The 1890 Farm Manager’s House was built with multiple purposes in mind to support Billings Farm’s expanding agricultural operations.  Meticulously restored to its 19th century heyday, the farm house contains a business office for then farm manager, George Aitken, a private living space for his family, a creamery for the production of butter, and an adjoining ice house. Visitors can also explore the Farmstead Gardens and apple orchard, located just outside the farmhouse.

Considered state-of-the-art when built in 1890, the farmhouse has features quite uncommon for the time.
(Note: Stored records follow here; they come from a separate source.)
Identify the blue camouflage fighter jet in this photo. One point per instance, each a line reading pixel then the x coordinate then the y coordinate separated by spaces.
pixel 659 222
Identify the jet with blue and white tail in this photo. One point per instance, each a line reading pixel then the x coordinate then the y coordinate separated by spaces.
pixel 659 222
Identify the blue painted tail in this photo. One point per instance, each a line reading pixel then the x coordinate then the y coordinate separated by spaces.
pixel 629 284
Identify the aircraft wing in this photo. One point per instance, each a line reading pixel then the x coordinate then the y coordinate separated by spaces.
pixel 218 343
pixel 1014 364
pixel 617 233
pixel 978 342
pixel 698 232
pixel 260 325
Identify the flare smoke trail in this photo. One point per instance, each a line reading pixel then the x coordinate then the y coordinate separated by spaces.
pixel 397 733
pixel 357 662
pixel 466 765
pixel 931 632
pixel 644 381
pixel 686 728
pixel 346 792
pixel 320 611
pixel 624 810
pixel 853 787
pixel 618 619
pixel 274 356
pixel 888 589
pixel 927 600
These include cutting-edge creamery equipment, as well as conveniences such as hot running water, central heat, gas lighting, and an indoor bathroom.

The 1890 Farm Manager’s House exemplifies Billings Farm’s role as a model dairy operation and Frederick Billings’ determination to apply progressive solutions to practical agricultural problems of the times. Visitors will be greeted by interpreters who take you back in time, answering questions about the house and its occupants. Self-guided tours based on varied themes are also available. Depending on the time of year, there are programs featuring 1890’s artifacts and pastimes, cooking demonstrations and tastings, children’s book readings and more.

Be sure to check our daily schedule for more information on what’s happening the day of your visit.

Take a Virtual Tour

  • The Kitchen

    The Kitchen

    The centerpiece of the kitchen, perhaps the most important room in the house, is the cast-iron woodstove where the family’s meals were prepared and which provided hot water for use throughout the house (a luxury during the 1890s). Experience programs and demonstrations throughout the year, from watching our skilled staff cook late 19th century fare, to helping us make savory treats using fresh produce harvested from our heirloom garden.
  • The Sitting Room

    The Sitting Room

    The spacious sitting room functioned as the Aitken family’s private space and features typical furnishings of the day and popular literature of the period. During special programs, families are welcome to play marbles and tiddlywinks, or try our stereoscope, all popular pastimes of the day.
  • The Farm Office

    The Farm Office

    The Farm Office is the only room in the house with several pieces of original furniture, including George Aitken’s upright desk. Here, visitors can learn what it took to run a late 19th century dairy farm, and explore samples of Aitken’s correspondence and marketing materials.
  • The Parlor

    The Parlor

    The most formal room in the house is the parlor, which served primarily as a place for the Aitkens to entertain visitors and for occasions such as weddings and funerals. As distinct formal and informal rooms were uncommon in Vermont homes of the period, the presence of the parlor serves as further evidence of Frederick Billings’ desire to make the farmhouse as modern and comfortable as possible.
  • The Creamery

    The Creamery

    In the basement creamery, fresh cream from the Billings Jersey herd was churned into butter – 5,000 pounds of which was produced annually and sold via rail to customers in Boston, New York, and beyond. The machinery includes two Cooley Creamers and a water-powered Davis Swing Churn, state-of-the-art equipment that contributed to Billings Farm’s reputation as one of the most progressive dairy operations in New England.